California Re-opening
April 15, 2021
Experts believe another coronavirus outbreak is unlikely to overwhelm hospitals in California, which is expected to completely reopen in the month of June.
With coronavirus cases in California beginning to fall as vaccine rates rise, Gov. Gavin Newsom announced Tuesday that the state’s economy could reopen as soon as June 15.
The complete reopening is conditional on two things: that California’s COVID-19 vaccine supply is adequate for all adults who want the injection, and that hospitalization rates remain steady and minimal.
If those two requirements are fulfilled, the state will be allowed to step into a new process in two months, outside the state’s four-tiered, color-coded structure, which has guided reopenings for more than six months.
Governor Gavin Newsom has faced widespread criticism for a series of highly consequential and politically risky decisions made during California’s COVID-19 pandemic over the last year.
Now, his most important decision, to reopen a state with a population of 40 million people for business by June 15, may be one of the safest he’s ever made.

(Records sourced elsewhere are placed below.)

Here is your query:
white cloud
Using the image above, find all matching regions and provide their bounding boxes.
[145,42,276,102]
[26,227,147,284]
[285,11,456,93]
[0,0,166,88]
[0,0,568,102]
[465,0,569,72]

According to public health researchers, another outbreak of the virus in California is unlikely to overwhelm the healthcare system. They claim that until a new variant or mutation makes vaccinations useless around the world, Newsom would not be forced to reinstate the prohibitions that angered some residents and fueled the recall campaign against him.
“I’m sure they thought long and hard about this and decided to make a bet, and I think the odds are awfully good that they’re going to win it,” said Dr. Robert Wachter, professor and chairman of the Department of Medicine at UC San Francisco.